La disciplina comunitaria

Si allude qui alla ampia trattazione con la quale la Corte, dopo avere rammentato l'ispirazione comunitaria della legge e richiamato alla necessaria coerenza con la normativa dell'Unione europea, precisa che la mediazione obbligatoria codificata in Italia  si sia disancorata dai dettami comunitari tratti dalla direttiva 2008/52/CE, proprio nella parte in cui è stata disciplinata la sua obbligatorietà.

Così dopo l'ampia e completa ricognizione dei principi comunitari che devono ispirare la disciplina transnazionale ed interna, la Corte rileva che dagli atti della Unione europea "non si desume alcuna esplicita o implicita opzione a favore del carattere obbligatorio dell'istituto della mediazione".

Né è equivocabile sul punto il pensiero della Corte laddove riferisce che "Pertanto, la disciplina dell’UE si rivela neutrale in ordine alla scelta del modello di mediazione da adottare, la quale resta demandata ai singoli Stati membri, purché sia garantito il diritto di adire i giudici competenti per la definizione giudiziaria delle controversie. Ne deriva che l’opzione a favore del modello di mediazione obbligatoria, operata dalla normativa censurata, non può trovare fondamento nella citata disciplina".

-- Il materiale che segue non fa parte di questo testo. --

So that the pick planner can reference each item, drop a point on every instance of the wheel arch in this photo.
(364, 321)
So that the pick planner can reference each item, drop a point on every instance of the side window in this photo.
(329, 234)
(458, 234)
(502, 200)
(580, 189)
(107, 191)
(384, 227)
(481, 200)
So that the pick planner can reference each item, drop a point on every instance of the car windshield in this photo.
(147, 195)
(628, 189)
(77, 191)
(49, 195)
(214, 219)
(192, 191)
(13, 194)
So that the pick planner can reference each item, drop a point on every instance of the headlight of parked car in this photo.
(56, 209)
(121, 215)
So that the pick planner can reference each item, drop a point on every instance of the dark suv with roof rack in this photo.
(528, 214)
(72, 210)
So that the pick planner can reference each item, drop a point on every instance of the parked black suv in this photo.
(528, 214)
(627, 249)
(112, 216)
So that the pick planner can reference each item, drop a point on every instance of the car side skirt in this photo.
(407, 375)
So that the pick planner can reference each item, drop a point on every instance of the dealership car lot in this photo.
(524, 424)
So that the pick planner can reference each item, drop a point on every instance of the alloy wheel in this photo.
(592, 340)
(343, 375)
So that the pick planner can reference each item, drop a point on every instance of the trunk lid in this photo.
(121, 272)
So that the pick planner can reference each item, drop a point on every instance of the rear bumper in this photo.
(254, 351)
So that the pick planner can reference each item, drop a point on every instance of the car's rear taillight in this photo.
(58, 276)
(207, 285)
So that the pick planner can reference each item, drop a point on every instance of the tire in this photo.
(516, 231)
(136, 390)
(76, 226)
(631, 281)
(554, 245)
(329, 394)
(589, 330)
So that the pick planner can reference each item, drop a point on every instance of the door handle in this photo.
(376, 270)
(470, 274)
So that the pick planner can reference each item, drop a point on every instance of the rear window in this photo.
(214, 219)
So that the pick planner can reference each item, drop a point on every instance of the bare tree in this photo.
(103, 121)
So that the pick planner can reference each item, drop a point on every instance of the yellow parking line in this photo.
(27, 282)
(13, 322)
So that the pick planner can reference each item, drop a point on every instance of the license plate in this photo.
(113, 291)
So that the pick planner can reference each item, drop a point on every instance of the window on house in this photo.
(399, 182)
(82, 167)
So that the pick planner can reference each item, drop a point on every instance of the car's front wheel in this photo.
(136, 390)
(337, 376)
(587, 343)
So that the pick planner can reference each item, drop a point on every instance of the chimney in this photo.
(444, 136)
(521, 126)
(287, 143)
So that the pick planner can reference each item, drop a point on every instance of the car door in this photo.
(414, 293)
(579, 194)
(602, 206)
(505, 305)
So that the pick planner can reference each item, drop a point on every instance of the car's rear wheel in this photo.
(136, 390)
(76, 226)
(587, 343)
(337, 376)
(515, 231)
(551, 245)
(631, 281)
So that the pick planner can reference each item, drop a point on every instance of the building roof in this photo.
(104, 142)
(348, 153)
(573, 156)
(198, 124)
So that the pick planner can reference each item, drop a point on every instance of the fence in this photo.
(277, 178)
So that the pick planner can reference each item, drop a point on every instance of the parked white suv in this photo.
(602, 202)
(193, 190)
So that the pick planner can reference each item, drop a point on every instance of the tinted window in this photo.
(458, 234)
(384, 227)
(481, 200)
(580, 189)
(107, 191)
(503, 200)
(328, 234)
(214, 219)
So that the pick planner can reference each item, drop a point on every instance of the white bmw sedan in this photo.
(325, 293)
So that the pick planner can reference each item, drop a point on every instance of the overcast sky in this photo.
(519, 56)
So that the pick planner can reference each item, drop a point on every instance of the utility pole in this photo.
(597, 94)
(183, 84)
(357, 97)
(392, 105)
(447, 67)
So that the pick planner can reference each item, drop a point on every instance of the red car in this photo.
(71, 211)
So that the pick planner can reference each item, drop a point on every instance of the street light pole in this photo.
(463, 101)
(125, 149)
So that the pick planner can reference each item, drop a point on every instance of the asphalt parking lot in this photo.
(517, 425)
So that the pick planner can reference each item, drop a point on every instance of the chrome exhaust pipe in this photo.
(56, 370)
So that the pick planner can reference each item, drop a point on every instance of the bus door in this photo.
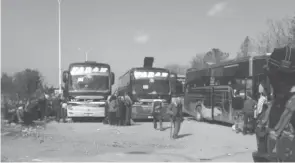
(221, 108)
(199, 95)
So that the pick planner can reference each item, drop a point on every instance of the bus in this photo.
(217, 93)
(87, 87)
(145, 85)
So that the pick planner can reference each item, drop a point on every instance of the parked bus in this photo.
(144, 85)
(87, 86)
(218, 93)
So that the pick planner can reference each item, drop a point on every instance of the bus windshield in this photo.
(89, 77)
(90, 82)
(151, 86)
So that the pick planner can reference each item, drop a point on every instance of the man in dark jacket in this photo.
(128, 105)
(175, 111)
(120, 114)
(158, 114)
(275, 131)
(248, 110)
(56, 103)
(112, 109)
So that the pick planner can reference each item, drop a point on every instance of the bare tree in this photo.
(280, 33)
(215, 55)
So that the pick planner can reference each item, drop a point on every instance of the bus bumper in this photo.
(259, 157)
(145, 112)
(96, 113)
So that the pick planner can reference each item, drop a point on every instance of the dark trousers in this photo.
(61, 114)
(248, 122)
(128, 116)
(177, 124)
(43, 109)
(122, 117)
(157, 118)
(112, 118)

Ha trovato dunque conforto l'osservazione da più parti sollevata che la  legislazione nazionale, nell'introdurre la obbligatorietà della mediazione, si pose al di fuori del contesto disciplinare comunitario, ideando un meccanismo unico in Europa, per la sua macchinosa struttura coercitiva  e per la ampiezza dei procedimenti e delle materie coinvolte.
Ma non è tutto.

Il silenzio voluto della delega

Per non cadere in una lettura semplicistica della ampia motivazione della Corte, occorrerà infatti dare il giusto risalto anche al passaggio ove il Collegio rileva che la legge delega aveva omesso di introdurre l'obbligatorietà non per una mera dimenticanza, ma per scelta legislativa adottata proprio in esito al dibattito ed ai lavori parlamentari.

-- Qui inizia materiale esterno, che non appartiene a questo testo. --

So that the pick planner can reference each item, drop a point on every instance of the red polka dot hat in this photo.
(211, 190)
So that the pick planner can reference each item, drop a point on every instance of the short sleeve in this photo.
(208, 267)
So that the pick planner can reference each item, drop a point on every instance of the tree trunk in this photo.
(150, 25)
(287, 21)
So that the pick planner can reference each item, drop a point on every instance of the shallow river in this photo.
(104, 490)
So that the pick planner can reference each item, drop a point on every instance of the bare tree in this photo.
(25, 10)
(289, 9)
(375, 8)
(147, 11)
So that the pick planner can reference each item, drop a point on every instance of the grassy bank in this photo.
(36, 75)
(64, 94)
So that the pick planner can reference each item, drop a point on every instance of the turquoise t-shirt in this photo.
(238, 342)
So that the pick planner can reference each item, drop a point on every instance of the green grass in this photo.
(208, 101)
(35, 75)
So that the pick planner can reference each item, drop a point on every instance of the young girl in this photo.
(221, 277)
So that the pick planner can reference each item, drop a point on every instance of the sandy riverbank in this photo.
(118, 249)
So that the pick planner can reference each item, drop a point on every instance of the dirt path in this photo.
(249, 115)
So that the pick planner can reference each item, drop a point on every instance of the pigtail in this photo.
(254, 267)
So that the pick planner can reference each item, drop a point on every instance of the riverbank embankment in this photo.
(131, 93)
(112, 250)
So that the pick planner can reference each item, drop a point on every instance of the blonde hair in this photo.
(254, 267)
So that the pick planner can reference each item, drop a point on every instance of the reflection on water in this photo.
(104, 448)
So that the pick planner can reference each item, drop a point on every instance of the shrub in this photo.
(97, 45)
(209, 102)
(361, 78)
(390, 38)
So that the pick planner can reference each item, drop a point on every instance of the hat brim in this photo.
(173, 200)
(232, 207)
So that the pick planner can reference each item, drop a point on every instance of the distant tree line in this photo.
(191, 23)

Si legge infatti nella ampia riflessione della Corte sul tema, che "Eppure, non si può certo ritenere che l’omissione riguardi un aspetto secondario o marginale. Al contrario, la scelta del modello di mediazione costituisce un profilo centrale nella disciplina dell’istituto, come risulta sia dall’ampio dibattito dottrinale svoltosi in proposito, sia dai lavori parlamentari durante i quali il tema dell’obbligatorietà o meno della mediazione fu più volte discusso".

Non fu quindi una dimenticanza ma una ben più cosciente e meditata scelta legislativa, dalla quale dunque per  affrancarsi occorrerebbe non un mero passaggio parlamentare ma una riflessione di ispirazione dottrinale che portasse ad approdi opposti ai quali giunsero  il legislatore ed il Parlamento solo tre anni fa con l'emanazione della legge n. 69/2009.

Dirimente sul punto è il passaggio con il quale la Corte rammenta che "in realtà, con il censurato articolo 5 comma 1 si è posto in essere un istituto che non soltanto è privo di riferimenti ai principi e criteri della delega, ma almeno in due punti, contrasta con la concezione della mediazione come vista dalla normativa delegata".

Non sufficiente un semplice passaggio parlamentare per l’obbligatorietà
Non si tratta, quindi, di una carenza emendabile con un semplice passaggio parlamentare, ma di una esplicita scelta legislativa, per dissociarsi dalla quale occorrerebbe rivisitare l'intero impianto normativo della legge n. 69 del 2009, per giungere ad un approdo che non trovò nell'Inter parlamentare di allora una giuridica soluzione positiva, men che meno, riteniamo, nella previsione di un impedimento concreto e non superabile all'esercizio dell'azione giudiziaria quando siano coinvolti diritti primari della persona (il bene salute in primis), ai quali la nostra Carta costituzionale riconosce una  inalienabile ed intangibile tutela primaria.